実際、昨年の専修大を見ると9名が1時間2、3分台でタイムを揃えてきた。ただ、各大学は予選会の超高速化を見越してスピードとスタミナ、その両輪の強化をしてきている。
では、来年の箱根駅伝を駆ける権利を勝ち取る大学は、どこになるのか。
「なぜ予選会にいるんだ?」トップ通過争いは“3校”
トップ通過を争うのは、明治大、中央大、法政大だろう。
明大と中大に関しては、「なぜ予選会にいるんだ?」という声が聞かれるぐらい力が飛び抜けている。
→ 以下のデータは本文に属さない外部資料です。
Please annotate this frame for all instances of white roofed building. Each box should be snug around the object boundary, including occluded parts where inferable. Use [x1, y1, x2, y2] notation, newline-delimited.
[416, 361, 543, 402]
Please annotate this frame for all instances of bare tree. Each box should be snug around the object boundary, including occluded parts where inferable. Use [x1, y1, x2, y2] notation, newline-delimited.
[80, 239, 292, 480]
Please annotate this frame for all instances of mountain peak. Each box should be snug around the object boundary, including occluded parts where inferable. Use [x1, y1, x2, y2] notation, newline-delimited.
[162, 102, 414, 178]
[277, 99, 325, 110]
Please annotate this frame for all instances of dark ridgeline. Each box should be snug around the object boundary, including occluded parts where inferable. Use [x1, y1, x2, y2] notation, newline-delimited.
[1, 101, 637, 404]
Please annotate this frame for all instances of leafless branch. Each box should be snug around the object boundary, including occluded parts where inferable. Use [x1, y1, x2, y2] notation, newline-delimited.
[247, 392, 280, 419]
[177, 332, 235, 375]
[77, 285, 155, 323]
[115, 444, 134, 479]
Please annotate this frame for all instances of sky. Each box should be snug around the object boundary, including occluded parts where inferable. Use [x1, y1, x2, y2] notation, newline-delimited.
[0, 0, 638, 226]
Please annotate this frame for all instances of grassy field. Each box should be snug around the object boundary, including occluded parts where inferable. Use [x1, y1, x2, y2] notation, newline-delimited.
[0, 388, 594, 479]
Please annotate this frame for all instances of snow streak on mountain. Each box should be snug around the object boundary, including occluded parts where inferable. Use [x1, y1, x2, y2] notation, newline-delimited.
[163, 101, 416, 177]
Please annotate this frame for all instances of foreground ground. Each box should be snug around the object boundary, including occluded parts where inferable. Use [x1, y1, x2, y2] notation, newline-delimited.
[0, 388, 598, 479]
特に明大は、昨年の全日本大学駅伝3位、箱根駅伝は往路序盤のブレーキが原因で11位に終わったが、シード権を取れるオーダーだった。今年は鈴木聖人(4年)、手嶋杏丞(4年)の2本柱が5000m、10000mともに自己ベストを更新するなど好調だ。主力では富田峻平(3年)が外れたが、箱根4区7位の櫛田佳希(3年)が夏以降調子を取り戻し、メンバー入りを果たしている。チームには5000m、13分台が12人いるが、11人が今回のメンバー入りをしており、10000mの上位10人の合計タイムも出場校中トップ。選手層の厚さでは箱根のシード校に負けないレベルだ。山本佑樹監督は予選会でハーフを走って結果を出し、全日本大学駅伝に繋げてシード権を確保する戦略を考えている。予選会の通過順位にはこだわらないようだが、エントリーメンバーが力を発揮すれば、自然とトップ通過が見えてくる。
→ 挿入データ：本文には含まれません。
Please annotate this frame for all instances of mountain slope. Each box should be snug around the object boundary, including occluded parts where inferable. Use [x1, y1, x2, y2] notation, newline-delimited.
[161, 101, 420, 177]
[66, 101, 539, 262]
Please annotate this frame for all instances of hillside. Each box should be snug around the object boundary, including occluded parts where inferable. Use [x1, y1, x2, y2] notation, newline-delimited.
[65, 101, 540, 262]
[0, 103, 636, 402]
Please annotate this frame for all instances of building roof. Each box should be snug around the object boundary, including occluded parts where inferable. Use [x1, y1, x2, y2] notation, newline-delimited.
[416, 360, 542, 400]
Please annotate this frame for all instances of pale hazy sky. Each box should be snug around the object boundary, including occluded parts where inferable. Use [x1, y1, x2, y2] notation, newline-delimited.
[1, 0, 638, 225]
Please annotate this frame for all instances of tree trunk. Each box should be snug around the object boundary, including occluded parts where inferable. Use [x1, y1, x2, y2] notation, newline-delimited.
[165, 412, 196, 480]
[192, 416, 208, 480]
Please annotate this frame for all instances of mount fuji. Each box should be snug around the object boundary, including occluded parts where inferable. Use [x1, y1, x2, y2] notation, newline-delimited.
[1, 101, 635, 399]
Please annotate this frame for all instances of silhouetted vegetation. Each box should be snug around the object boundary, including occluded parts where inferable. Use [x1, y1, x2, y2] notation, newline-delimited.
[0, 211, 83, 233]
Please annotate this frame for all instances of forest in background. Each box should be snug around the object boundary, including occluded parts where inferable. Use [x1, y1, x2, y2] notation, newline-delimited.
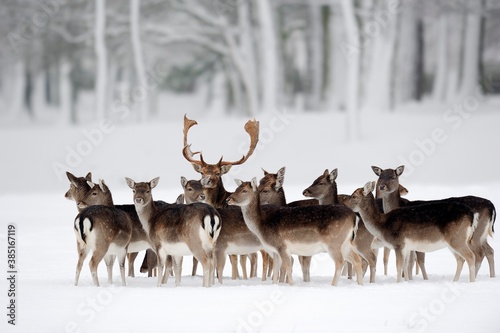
[1, 0, 499, 138]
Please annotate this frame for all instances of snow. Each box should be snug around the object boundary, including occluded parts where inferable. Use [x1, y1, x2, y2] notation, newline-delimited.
[1, 99, 500, 332]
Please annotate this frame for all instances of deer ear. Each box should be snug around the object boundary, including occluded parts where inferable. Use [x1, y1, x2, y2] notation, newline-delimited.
[192, 163, 203, 174]
[180, 176, 188, 188]
[85, 172, 92, 181]
[262, 167, 269, 176]
[371, 166, 382, 176]
[220, 165, 232, 175]
[251, 177, 258, 192]
[329, 168, 338, 182]
[87, 181, 96, 189]
[234, 179, 243, 187]
[98, 179, 107, 192]
[175, 194, 185, 204]
[150, 177, 160, 189]
[66, 172, 79, 186]
[399, 184, 409, 196]
[276, 167, 286, 190]
[363, 181, 375, 196]
[125, 177, 135, 189]
[395, 165, 405, 176]
[323, 169, 329, 178]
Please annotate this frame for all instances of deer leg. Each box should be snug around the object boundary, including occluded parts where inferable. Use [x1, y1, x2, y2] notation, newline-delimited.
[267, 256, 274, 278]
[240, 255, 248, 279]
[329, 250, 345, 286]
[347, 251, 364, 286]
[416, 252, 428, 280]
[383, 247, 391, 276]
[192, 257, 199, 276]
[127, 252, 138, 277]
[483, 243, 495, 277]
[173, 256, 183, 286]
[261, 250, 269, 281]
[103, 254, 115, 285]
[75, 243, 89, 286]
[271, 253, 281, 284]
[394, 249, 405, 283]
[249, 253, 258, 278]
[406, 251, 415, 280]
[229, 255, 239, 280]
[156, 247, 167, 287]
[299, 256, 311, 282]
[277, 250, 294, 285]
[215, 248, 226, 284]
[89, 250, 107, 287]
[118, 249, 127, 286]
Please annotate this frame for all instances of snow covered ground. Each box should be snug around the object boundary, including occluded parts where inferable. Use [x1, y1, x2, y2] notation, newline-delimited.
[1, 99, 500, 332]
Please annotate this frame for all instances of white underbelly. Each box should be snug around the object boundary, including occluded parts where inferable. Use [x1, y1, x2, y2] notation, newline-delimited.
[405, 239, 448, 253]
[127, 240, 150, 253]
[286, 241, 326, 256]
[162, 242, 192, 256]
[225, 242, 262, 255]
[107, 242, 126, 255]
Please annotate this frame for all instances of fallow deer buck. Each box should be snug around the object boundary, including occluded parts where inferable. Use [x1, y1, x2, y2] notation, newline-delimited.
[345, 181, 478, 283]
[73, 180, 133, 287]
[302, 168, 378, 283]
[227, 178, 364, 286]
[126, 177, 221, 287]
[182, 114, 260, 280]
[372, 165, 496, 278]
[65, 171, 165, 278]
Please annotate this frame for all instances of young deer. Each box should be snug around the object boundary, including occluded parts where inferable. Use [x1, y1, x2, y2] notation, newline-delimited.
[182, 114, 259, 280]
[227, 178, 364, 286]
[65, 171, 92, 206]
[74, 180, 133, 287]
[373, 165, 496, 278]
[345, 181, 477, 283]
[302, 169, 378, 283]
[126, 177, 221, 287]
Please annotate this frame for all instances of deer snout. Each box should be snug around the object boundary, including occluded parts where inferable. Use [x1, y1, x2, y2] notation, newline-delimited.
[199, 194, 206, 201]
[77, 202, 87, 209]
[226, 197, 234, 205]
[303, 189, 311, 197]
[135, 198, 144, 205]
[379, 184, 387, 191]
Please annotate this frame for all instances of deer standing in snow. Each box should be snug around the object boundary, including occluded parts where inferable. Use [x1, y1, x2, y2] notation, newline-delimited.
[182, 114, 260, 280]
[345, 181, 477, 282]
[126, 177, 221, 287]
[73, 179, 133, 286]
[228, 178, 364, 286]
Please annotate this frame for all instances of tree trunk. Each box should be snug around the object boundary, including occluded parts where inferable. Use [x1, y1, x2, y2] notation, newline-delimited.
[94, 0, 108, 120]
[433, 14, 448, 101]
[238, 1, 257, 114]
[8, 61, 26, 119]
[340, 0, 360, 141]
[60, 58, 73, 124]
[459, 5, 481, 98]
[130, 0, 149, 122]
[256, 0, 278, 113]
[306, 3, 322, 111]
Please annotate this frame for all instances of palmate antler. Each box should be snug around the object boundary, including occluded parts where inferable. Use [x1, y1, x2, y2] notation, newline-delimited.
[182, 114, 260, 167]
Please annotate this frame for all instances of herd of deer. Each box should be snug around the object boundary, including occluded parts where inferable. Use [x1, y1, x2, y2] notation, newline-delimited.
[65, 115, 496, 288]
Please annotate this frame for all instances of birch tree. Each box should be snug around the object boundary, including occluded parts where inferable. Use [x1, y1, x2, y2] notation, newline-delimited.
[94, 0, 108, 120]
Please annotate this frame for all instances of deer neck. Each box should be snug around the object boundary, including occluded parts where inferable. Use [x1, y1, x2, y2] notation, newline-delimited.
[135, 198, 156, 236]
[102, 192, 115, 207]
[356, 194, 385, 241]
[319, 183, 338, 205]
[204, 180, 230, 208]
[239, 194, 265, 239]
[380, 190, 401, 213]
[275, 188, 287, 206]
中大は、主軸の三浦拓朗(4年)とエースの吉居大和(2年)らがチームを牽引している。トラックシーズンは大会を育成の場として位置づけ、戦力の底上げを図った。その結果、全日本大学駅伝の予選会では5位通過を果たすなど、中間層が充実。9年ぶりに伊勢路を走ることとなり、駅伝のサイクルも強豪時代に戻りつつある。主力の千守倫央(3年)を欠き、吉居も完全に復調しているわけではないが、トップ通過の有力候補であるのは間違いない。
法政大は10000mの上位10名の合計タイムは出場校中7位だが、近々のレース結果を見ると全体の調子が上がっているのが見て取れる。9月の日体大記録会10000mでは内田隼太(3年)の28分台好走を筆頭に3年生が強く、ルーキーの小泉樹も自己ベストを更新するなど全体に勢いが出てきた。全日本大学駅伝予選会ではエース鎌田航生(4年)が日本人5位で引っ張って3位で突破した。箱根予選会もその順位内での通過は十分に可能だ。